Anonymous Coward | more than 8 years ago | (#15538987)

from the article:
They knew months in advance that the schedule would never work. So they told their VP. And he... summarily sent the managers back to "figure out how to make it work." The managers re-estimated, nipped and tucked, liposuctioned, did everything short of a lobotomy - and still did not have a schedule that fit. The VP was not pleased. "You're smart people. Find a way!" This went back and forth for weeks, whereupon the intrepid managers finally understood how to get past the dilemma. They simply stopped telling the truth. "Sure, everything fits. We cut and cut, and here we are. Vista by August or bust. You got it, boss."

Sure, there will be a lot of suggestions about how this mind-set can be averted, but this paragraph points to central problems with corporate structure itself! Don't kid yourself, it doesn't just exist in software companies, either.

also from the article:
There are too many cooks in the kitchen. Too many vice presidents, in reporting structures too narrow. ...a total path depth of 11 people from Bill Gates down to any developer on my team. ...some decisions are made freely while others are made by edict, with no apparent logic separating each from the other but the seeming curiosity of someone in charge.

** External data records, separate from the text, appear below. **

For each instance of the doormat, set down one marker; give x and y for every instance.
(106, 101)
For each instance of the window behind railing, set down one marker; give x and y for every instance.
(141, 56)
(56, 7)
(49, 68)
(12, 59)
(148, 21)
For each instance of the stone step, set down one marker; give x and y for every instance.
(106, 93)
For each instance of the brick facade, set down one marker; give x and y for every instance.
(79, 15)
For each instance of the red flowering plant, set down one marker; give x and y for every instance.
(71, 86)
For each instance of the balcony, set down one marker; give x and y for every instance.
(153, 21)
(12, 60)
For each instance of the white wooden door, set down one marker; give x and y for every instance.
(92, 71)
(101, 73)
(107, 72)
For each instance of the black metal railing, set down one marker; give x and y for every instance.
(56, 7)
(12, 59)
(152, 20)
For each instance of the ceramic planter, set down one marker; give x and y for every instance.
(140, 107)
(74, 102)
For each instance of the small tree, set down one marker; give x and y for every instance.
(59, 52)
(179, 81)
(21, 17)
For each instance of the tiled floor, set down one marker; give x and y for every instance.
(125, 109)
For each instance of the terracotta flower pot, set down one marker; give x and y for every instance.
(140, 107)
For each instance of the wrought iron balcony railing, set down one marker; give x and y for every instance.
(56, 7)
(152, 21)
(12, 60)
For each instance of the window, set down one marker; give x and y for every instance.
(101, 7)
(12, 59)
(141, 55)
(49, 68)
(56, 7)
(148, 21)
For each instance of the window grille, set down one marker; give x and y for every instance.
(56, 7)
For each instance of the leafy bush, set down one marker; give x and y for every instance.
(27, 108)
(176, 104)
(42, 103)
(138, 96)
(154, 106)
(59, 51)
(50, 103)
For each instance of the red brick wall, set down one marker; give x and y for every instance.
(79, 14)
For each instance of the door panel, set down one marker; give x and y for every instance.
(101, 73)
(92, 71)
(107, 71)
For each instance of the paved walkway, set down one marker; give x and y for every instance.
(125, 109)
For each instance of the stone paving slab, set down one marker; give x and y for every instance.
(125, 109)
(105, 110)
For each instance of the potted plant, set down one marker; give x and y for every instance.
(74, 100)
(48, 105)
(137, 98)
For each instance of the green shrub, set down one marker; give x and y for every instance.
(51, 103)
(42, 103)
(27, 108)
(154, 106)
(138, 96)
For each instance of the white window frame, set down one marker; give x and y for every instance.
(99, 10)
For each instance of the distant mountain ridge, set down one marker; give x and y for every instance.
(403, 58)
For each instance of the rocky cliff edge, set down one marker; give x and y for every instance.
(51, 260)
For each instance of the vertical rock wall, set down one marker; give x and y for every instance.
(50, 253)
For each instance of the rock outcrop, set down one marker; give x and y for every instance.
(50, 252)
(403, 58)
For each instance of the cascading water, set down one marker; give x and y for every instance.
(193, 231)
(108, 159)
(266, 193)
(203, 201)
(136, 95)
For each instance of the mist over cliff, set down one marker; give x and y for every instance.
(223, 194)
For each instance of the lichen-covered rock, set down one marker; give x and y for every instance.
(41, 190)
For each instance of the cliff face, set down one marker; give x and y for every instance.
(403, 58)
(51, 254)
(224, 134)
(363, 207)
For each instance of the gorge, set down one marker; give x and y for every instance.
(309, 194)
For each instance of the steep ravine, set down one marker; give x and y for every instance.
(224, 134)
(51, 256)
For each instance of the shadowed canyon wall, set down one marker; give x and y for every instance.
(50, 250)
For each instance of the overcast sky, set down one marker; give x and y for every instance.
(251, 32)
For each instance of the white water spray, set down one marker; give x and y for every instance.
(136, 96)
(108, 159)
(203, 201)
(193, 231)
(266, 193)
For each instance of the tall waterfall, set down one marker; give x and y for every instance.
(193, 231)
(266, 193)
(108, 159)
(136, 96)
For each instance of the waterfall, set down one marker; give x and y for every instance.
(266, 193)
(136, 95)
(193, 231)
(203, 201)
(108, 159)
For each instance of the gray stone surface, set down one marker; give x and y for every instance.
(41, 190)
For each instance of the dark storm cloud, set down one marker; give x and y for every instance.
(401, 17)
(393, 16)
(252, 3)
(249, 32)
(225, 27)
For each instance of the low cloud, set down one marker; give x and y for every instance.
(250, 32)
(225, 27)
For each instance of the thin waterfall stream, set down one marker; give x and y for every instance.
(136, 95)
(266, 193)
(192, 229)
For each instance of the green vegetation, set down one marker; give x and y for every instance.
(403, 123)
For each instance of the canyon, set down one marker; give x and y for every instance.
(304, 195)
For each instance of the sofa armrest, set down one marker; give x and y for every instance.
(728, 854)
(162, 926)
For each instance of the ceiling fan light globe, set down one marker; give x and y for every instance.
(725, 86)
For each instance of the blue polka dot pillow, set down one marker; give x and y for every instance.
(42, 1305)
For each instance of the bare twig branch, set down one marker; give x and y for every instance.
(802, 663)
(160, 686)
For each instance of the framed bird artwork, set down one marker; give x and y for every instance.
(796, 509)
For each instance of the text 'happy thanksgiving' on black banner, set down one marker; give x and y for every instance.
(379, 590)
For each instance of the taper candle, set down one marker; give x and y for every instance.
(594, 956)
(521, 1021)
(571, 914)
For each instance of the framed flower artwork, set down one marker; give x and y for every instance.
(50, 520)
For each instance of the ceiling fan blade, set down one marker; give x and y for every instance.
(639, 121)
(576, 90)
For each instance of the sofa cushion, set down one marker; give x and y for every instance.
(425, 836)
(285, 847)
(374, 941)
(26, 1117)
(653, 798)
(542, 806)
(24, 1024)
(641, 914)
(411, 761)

This is not design; this is tinkering, "cut-to-suit, beat-to-fit, paint-to-match" on a grand scale. Is it any wonder that the end result is poorly done, way too expensive and late on top of it all? "Good, cheap or fast"; you can't get any of the three this way! And, again, don't kid yourself, this situation doesn't just exist in software companies, either.

"Biggest" software project in "history" (2, Informative)

Anonymous Coward | more than 8 years ago | (#15538988)

The author seems to like emphasizing the fact that Vista is the biggest "software" project in "history". Well, maybe in Microsoft's history. But having worked in industry for several years, I can assure you that there are other projects which exist that require significant amounts of highly complex and non-trivial code.

One very pertinent example, from an area in which I've worked, is the design of a semiconductor. (In this case, specifically, an FPGA.) Do you realize how many lines of software are necessary to make a complex semiconductor work? From the VHDL code, to the software support tools for the device (in the case of FPGAs, this includes compilers, synthesizers, tech mappers, placers, routers, timing analyzers, etc.), to the code to operate the test beds, etc.

Egads. This blog author has no idea. I'd wager that he suffers somewhat from Microsoft's "I'm bigger/better than you" syndrome -- he's like to think that Vista is breaking new ground in terms of size and project management, but he's a few years late.